Step 1 — Download shapefiles from Natural Earth
Go to naturalearthdata.com and read the homepage briefly to understand the data’s purpose, scale, and reliability. Then navigate to Downloads → Medium Scale Data and download the following:
From Cultural:
- Admin-0 Country boundaries (polygon)
- Admin-1 States and Provinces (polygon)
- Populated Places (point)
From Physical:
- Rivers, Lake Centerlines (line)
Save all files to your Session_1a folder and add them to your QGIS project.
Step 2 — Add UFO sighting data from a CSV
Download UFOreports_USonly_WorkshopLayer.csv from the
shared Session 1a Google folder. Use Layer → Data Source Manager
→ Delimited Text to add it as a point layer, setting the X and
Y fields to the longitude and latitude columns.
Step 3 — Add live OSM data
Use the QuickOSM plugin to query two features in West Lafayette, IN:
-
facilities/education/universities(to get Purdue University) -
shops/food(to get food stores near campus)

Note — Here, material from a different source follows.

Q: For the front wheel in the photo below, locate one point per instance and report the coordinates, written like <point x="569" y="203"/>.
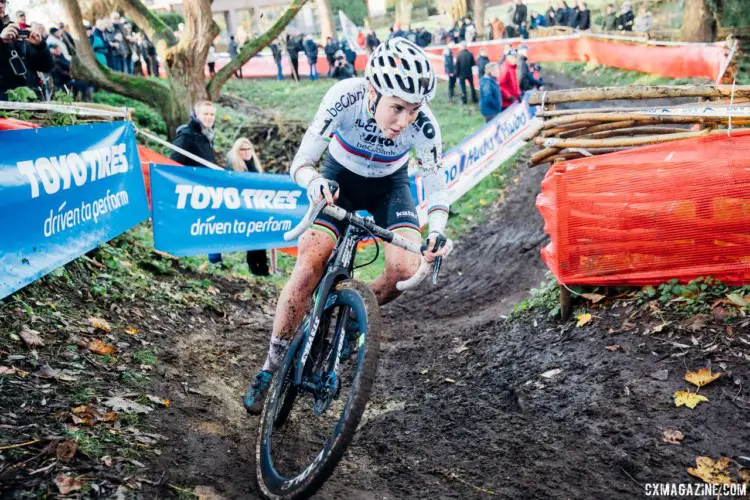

Style each layer with a distinct color and adjust transparency as needed.
Step 4 — Build a map layout
Turn off all layers except the Purdue campus polygon and the food stores layer. Open a new Print Layout and build a finished map that includes:
- A descriptive title
- A legend with readable layer names
- A scale bar
- A north arrow
- A data credit noting your name, data sources, and today’s date
Reflect on Your First Map
- What was the most confusing step in the workflow? How did you resolve it?
- Look at your finished map — what would you change to make it clearer for someone unfamiliar with the area?
- How does working with live OSM data (QuickOSM) differ from working with a downloaded shapefile? What are the trade-offs of each approach?